Friday’s motor sports: Harvick takes Richmond pole

Hank Kurz Jr.
Associated Press

Richmond, Va. — Kevin Harvick won the pole for the NASCAR Cup Series race at Richmond Raceway.

Harvick turned a lap at 121.880 mph on Friday night to edge hometown favorite Denny Hamlin, whose best lap came at 121.847 mph. After several years as the last opportunity for drivers to qualify for the 10-race playoffs, Saturday night’s race marks the first time Richmond is part of the playoffs.

Harvick never practiced for qualifying before winning his third pole of the season.

“We didn’t really fall off. I think that is part of the game here,” he said. “I think we made some good adjustments on making the car better and for me just getting more confidence in how fast I could let the car roll and stay in the throttle up off the corner.

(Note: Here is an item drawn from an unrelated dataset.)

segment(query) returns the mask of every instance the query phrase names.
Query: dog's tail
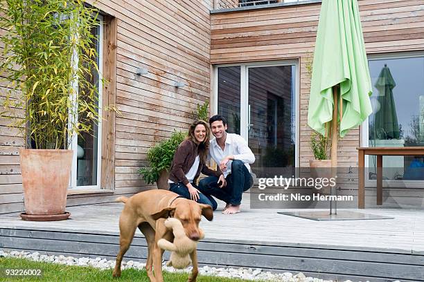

In the first round we didn’t really know what we had and ran a lap less than a lot of the faster guys.”

The pole is the second for Harvick at Richmond and his 24th in 638 career starts.

Despite not prepping for qualifying, Harvick said he expected to run well.

“I am really pleased with our car in race trim and we were able to put together three rounds and squeak through in the second round and make good adjustments to the car,” he said.

Points leader and defending series champion Martin Truex Jr. will start third tonight, followed by Ryan Blaney, Daniel Suarez, Kurt Busch, Aric Almirola and Rochester Hills’ Brad Keselowski, the winner of the last three races in the series. Erik Jones (Byron) and Kyle Larson round out the top 10.

Hamlin, seeking his first victory of the season after 27 races, will enter the race 16th among the 16 drivers in the championship chase after crashing out of last weekend’s race at Las Vegas. But he has won three times at the 0.75-mile track about 20 miles from where he grew up.

“I feel like if there’s any racetrack that I have an advantage at, it’s this one,” he said.

“I wish I wasn’t in this position,” he added. “I wish we could come here honestly and have a mediocre race and continue to move on, but I don’t mind this either.”


Christopher Bell took the lead away from Matt Tifft with 13 laps to go and won the opening race of the NASCAR Xfinity Series playoffs.

Dale Earnhardt Jr. finished fourth in what he said would be his only start of the season. Earnhardt retired from NASCAR’s Cup Series last year and works as an analyst for NBC Sports.

Earnhardt led a race-high 96 laps, most coming in the second half of the race, but lost the lead to Tifft on pit road with 30 laps remaining.

Earnhardt said afterward he will probably run another race next year, but doesn’t want to do too much to take away from his burgeoning broadcasting career.

“I want to be in the booth for a long, long time,” he said.

Bell won for the fifth time this season, including twice at Richmond Raceway.

“To be able to come out here and win on a late race restart like that is really special,” said Bell, who won last year’s championship in the truck series.

On a night when series points leader Justin Allgaier crashed with about 25 laps to go, winding up 32nd, Bell also took the points lead with six playoff races to go.

Ross Chastain rallied to finish second, followed by Daniel Hemric.

The race was the 31st in the series for Elliott Sadler, a Virginia native who grew up about 70 miles away and regularly attended races at the track. Sadler, who is retiring at the end of the season, was hoping to capture his first career victory on the 0.75-mile, D-shaped oval. He ran in the top 10 most of the race and finished sixth.